For nine medicines, the manufacturers narrowed claims of effectiveness and strengthened the warnings to make them comparable to those they provide physicians in the United States, where the Food and Drug Administration requires proof of safety and effectiveness.

For two products, the producers were already making "reasonably full disclosure in 1973 and have continued to do so."

For 11 drugs, the companies "are continuing to exaggerate the clinical values of the drugs and to minimize, gloss over, or totally ignore the potentially serious of fatal side effects."

For four drugs, the problem by the expedient of not publishing anything in 1976 about them."

Probably the most dramatic change involved Chloromycetin, the Parke-Davis brand of an antibiotic, chloramphenicol, that causes a fatal blood disease in some users.

In the United States, the FDA has long required the Detroit firm to say in the official prescribing instructions and advertisements that chloramphenicol should not be used in "trivial infections," but should be restricted to a few serious or life-threatening diseases such as typhoid fever.

The labeling also warns of the link to the blood disease.

In Latin America in 1973, Silverman said, Parke-Davis was contradicting the advice it was giving in the United States by recommending Chloromycetin for disorders including tonsillitis, pharyngitis, eye and ear infections, abscesses and pneumonia. It did not disclose potential adverse reactions including the blood disease, nor give, the medical conditions in which the drug should not be used.

By 1976, however, Parke-Davis was telling Central American physicians virtually the same thing it was telling physicians here, Silverman said.

He based his findings on the 1973 and 1976 entries in the Central American Spanish-language edition of the "Dictionary of Pharmaceutical Specialities."

This is a widely used references volume that carriers entries exactly as companies want them and it is distributed annually to every doctor in Costa Rica, El Salvador, Guatemala, Honduras, Nicaragua and Panama, along with the Dominican Republic.

The 1976 edition was published Sept. 30, four months after the University of California Press published Silverman's book, "The Drugging of the Americas," and after the author testified before the Senate Select Small Business Monopoly Subcommittee.

The book and testimony were based on a first-hand survey by Silverman and two associates, who compared the labeling of 40 drugs provided by 23 international companies in the United States with the labeling they provided on the same products in 11 Latin American countries.

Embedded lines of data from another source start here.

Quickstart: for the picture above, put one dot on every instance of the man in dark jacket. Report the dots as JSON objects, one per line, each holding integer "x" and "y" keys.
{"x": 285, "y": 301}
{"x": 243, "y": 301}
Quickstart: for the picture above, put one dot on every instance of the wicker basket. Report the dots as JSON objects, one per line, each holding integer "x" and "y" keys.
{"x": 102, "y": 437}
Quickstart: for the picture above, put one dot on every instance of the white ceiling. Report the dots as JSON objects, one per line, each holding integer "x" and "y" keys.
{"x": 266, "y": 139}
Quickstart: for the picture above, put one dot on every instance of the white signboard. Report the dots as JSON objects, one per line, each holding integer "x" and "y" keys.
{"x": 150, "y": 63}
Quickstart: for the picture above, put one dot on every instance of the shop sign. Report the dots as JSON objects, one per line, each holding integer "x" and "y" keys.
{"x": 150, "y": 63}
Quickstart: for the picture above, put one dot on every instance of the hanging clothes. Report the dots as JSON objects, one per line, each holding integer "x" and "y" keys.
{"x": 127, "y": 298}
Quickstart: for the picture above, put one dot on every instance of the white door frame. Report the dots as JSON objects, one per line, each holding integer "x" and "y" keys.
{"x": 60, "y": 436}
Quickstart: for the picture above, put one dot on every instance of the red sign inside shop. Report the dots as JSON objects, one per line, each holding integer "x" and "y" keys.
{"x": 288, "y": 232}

Although some companies defended the legality of overstating benefits and understating risks outside of the United States, Silverman testified that they were violating laws in four countries - Honduras, Panama, El Salvador and Colombia - that required full disclosure of hazards to physicians.

News reports on the Senate hearing were widely published in Latin America, Silverman said.

At the time, C. Joseph Stetler, president of the Pharmaceutical Manufacturers Association in Washington, acknowledged "the importance of the questions raised" in the hearing and said he intended to have them discussed by the International Federal of Pharmaceutical Manufactueres.

Three weeks laters, Stetler went before a meeting of the federation in London with an unprecedented proposal: to adopt a resolution calling upon the world's drug companies to adhere to standardized drug labeling and to make full disclosure of harzards.

Stetler said recently that he raised the issue in part because of the Senate hearing and, in an apparent reference to the publicity, "in part because of recurring concern expressed in various in other quarters."

The federation rejected Stetler's proposal, asking him instead to prepare a policy statement. As adopted by the federation at a meeting in November, the resolution said:

That labeling and entries in prescribing guides for a prescription drug "should be consistent with the body of scientific and medical evidence pertaining to that product, taking into account good medical practice and the requirements of each government's regulatory authorities."

That "particular care should be taken that essential information as to medical products' safety, contraindications and side effects is appropriately communicated."

That each of the more than 40 member associations "encourage compliance among its member companies with this proposal."

Silverman commented that the federation "unhappily . . . did not propose any method to implement the move." He said that a body such as the World Health Organization could "set up guidelines and maintain surveillance." He added:

"It remains to be seen whether the changes instituted by some global drug companies in Central America will be applied to all their products throughout the world, and whether their lead will be followed by other drug firms."